Art. 8º A instituição depositária deve comunicar ao titular da conta e, se for o caso, também à instituição destinatária, o acatamento do cancelamento da autorização de débitos em até dois dias úteis contados da data do seu recebimento.

Art. 9º O cancelamento decorrente de obrigações de que trata o art. 4º deve ser solicitado pelo titular por meio da instituição destinatária, observado o disposto no caput do art. 6º.

Parágrafo único O cancelamento de que trata o caput pode ser realizado na instituição depositária, caso o cliente declare que não reconhece a autorização.

Art. 10. O encerramento de todas as contas objeto da autorização de débitos, sem a correspondente indicação de outra conta que as substituam, equivale ao cancelamento da autorização concedida.

CAPÍTULO V
DISPOSIÇÕES GERAIS

Art. 11. A instituição depositária deve adotar procedimentos e controles que confirmem a identidade do titular e assegurem a autenticidade da autorização e do cancelamento da autorização de débitos em conta.

Parágrafo único. No caso de autorização e de cancelamento da autorização de débitos solicitados pelo titular por meio da instituição destinatária, a adoção dos procedimentos e controles de que trata o caput deve ser realizada exclusivamente por essa instituição, inclusive quando envolver serviços prestados por instituições e entidades do mesmo conglomerado prudencial.

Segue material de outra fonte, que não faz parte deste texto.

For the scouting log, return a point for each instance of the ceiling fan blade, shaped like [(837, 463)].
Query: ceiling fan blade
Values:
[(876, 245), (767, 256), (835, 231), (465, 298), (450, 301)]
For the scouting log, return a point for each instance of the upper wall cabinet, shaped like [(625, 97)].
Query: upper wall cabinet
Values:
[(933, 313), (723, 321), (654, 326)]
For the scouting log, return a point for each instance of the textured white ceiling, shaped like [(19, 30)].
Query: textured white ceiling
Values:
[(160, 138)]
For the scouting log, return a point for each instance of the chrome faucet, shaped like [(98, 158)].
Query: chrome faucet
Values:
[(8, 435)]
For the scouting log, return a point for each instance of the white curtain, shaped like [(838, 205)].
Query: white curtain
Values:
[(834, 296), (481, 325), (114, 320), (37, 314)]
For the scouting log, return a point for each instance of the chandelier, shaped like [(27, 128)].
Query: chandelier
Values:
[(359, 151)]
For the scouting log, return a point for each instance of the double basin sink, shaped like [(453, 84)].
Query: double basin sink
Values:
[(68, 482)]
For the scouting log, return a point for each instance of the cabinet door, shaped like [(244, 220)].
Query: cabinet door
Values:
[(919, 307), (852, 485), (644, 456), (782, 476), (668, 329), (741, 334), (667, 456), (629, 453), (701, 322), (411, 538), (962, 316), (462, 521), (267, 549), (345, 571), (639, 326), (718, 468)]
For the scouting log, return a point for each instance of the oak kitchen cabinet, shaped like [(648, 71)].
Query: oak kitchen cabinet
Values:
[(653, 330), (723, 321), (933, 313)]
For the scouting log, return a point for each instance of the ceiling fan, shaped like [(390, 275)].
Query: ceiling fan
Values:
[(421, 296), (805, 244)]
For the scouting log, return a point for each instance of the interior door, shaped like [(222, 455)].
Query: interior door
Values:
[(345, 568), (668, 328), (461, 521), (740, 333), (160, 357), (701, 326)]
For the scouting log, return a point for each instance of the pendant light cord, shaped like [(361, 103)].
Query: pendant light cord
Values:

Art. 12. A instituição depositária deve disponibilizar ao titular da conta informações sobre:

I - as autorizações de débitos em conta vigentes na data da consulta pelo titular; e

II - os débitos autorizados a serem futuramente lançados na conta.

Art. 13. Os documentos comprobatórios da autorização de débitos, inclusive de sua autenticidade e do seu eventual cancelamento, bem como a declaração de que trata o parágrafo único do art. 9º, devem ser mantidos à disposição do Banco Central do Brasil por, no mínimo, cinco anos, contados a partir do término do prazo da autorização.

Art. 14. Fica facultada, em contratos de operação de crédito e de arrendamento mercantil financeiro, a inclusão de cláusula que preveja:

I - redutor incidente sobre a taxa de juros remuneratórios estipulada, na hipótese de o titular autorizar a liquidação das obrigações contratuais por meio de débito em conta; e

II - exclusão do redutor de que trata o inciso I, na hipótese de cancelamento da autorização de débitos, por iniciativa do titular, sem a correspondente indicação de outra autorização que a substitua.

Parágrafo único. No caso de previsão da cláusula contratual de que trata este artigo, os contratos de operações de crédito ou de arrendamento mercantil financeiro deverão informar as taxas de juros remuneratórios e o Custo Efetivo Total (CET) aplicáveis em cada uma das hipóteses previstas nos incisos I e II do caput.

Art. 15. As instituições devem indicar ao Banco Central do Brasil diretor responsável pelo cumprimento das obrigações previstas nesta Resolução.

Parágrafo único. O diretor mencionado no caput pode desempenhar outras funções na instituição, desde que não haja conflito de interesses.

CAPÍTULO VI
DISPOSIÇÕES FINAIS


Art. 16. Fica o Banco Central do Brasil autorizado a baixar as normas e a adotar as medidas julgadas necessárias ao cumprimento do disposto nesta Resolução.

Art. 17. Ficam revogados:

I - os arts. 3º e 4º da Resolução nº 3.695, de 26 de março de 2009; e

II - o art. 2º da Resolução nº 4.649, de 28 de março de 2018.

Art. 18. Esta Resolução entra em vigor em 1º de maio de 2020.